Continua il boicottaggio mondiale nei confronti di Facebook. Le Isole Salomone chiude temporaneamente il popolare Social Network per combattere il cyberbullismo, la diffamazione online e preservare “l’unità nazionale” del paese. Manasseh Sogavare, primo ministro della nazione oceanica: “Il cyberbullismo su Facebook è molto diffuso. Le persone vengono diffamate dagli utenti usando nomi falsi e la reputazione che le persone si sono costruite nel corso degli anni viene distrutta in pochi minuti”. Il presidente ha sottolineato che il suo esecutivo ha il dovere di promuovere l’unità nazionale e la “felice convivenza” della sua popolazione. “Facebook sta minando gli sforzi per unire questo paese”, ha aggiunto durante un discorso al Parlamento.

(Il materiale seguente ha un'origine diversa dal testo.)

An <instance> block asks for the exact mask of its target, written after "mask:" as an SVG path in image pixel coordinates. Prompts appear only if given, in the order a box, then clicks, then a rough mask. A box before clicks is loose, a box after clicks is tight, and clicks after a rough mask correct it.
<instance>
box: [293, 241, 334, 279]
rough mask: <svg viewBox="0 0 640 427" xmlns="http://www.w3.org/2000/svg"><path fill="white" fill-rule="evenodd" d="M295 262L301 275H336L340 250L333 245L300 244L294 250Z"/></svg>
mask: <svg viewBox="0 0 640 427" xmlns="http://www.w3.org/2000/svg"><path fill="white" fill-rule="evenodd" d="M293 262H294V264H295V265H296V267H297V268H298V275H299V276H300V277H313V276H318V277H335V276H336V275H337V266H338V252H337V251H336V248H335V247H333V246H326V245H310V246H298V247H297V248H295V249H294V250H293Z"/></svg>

Sogavare ha sostenuto che il provvedimento è rivolto principalmente ai giovani, garantendo che il suo scopo sia quello di proteggerli da “linguaggio vile e offensivo” e non metterli a tacere sulla piattaforma popolare. L’opposizione ha definito l’iniziativa “patetica” e “ingiusta”. “Il 70% della nostra popolazione ha meno di 30 anni […] ed è un gruppo molto visibile sui social media, in particolare Facebook“, ha detto il leader dell’opposizione Matthew Wale. “Le ragioni addotte per il divieto non sono abbastanza importanti”, ha criticato.

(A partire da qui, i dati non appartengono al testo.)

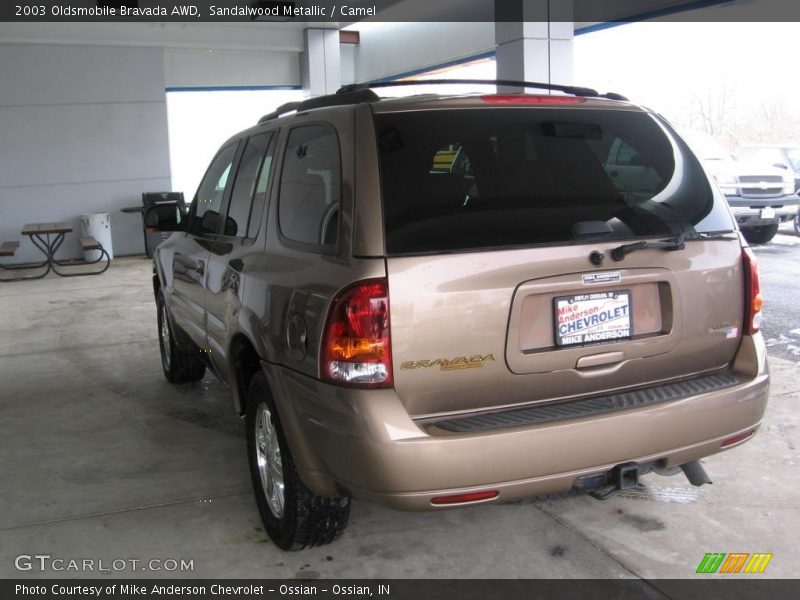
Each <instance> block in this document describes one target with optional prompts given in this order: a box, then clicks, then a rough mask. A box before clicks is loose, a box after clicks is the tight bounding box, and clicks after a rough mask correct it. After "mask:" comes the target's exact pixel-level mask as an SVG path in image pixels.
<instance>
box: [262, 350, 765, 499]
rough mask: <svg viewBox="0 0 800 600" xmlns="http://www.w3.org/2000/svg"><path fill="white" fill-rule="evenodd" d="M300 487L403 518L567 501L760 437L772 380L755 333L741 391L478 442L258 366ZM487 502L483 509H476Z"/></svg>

Qualche settimana fa, il governo delle Isole Salomone ha affrontato un’ondata di critiche dopo la fuga su Facebook di una serie di documenti che hanno rivelato come fossero stati spesi i fondi destinati

alla ripresa economica provocata dalla pandemia covid-19. Secondo Ruth Liloqula, direttrice del gruppo anticorruzione Transparency Solomon Islands, queste fughe di notizie sono la vera ragione del divieto sul social network, affermando che questo passaggio dimostra che il governo Salomon “sta diventando molto autoritario”.

Nel frattempo, dalla piattaforma di Mark Zuckerberg hanno indicato di aver contattato i funzionari locali per discutere la misura, che “interesserebbe migliaia di persone delle Isole Salomone” che utilizzano il suddetto social network “per connettersi e partecipare a importanti discussioni sull’intero Pacifico”.

I funzionari delle comunicazioni dovrebbero ora incontrarsi con i fornitori di Internet e di telecomunicazioni del paese oceanico per discutere di come il più grande social network del mondo sarà bloccato fino a quando non saranno approvate nuove leggi che regolano il comportamento degli utenti sulla piattaforma.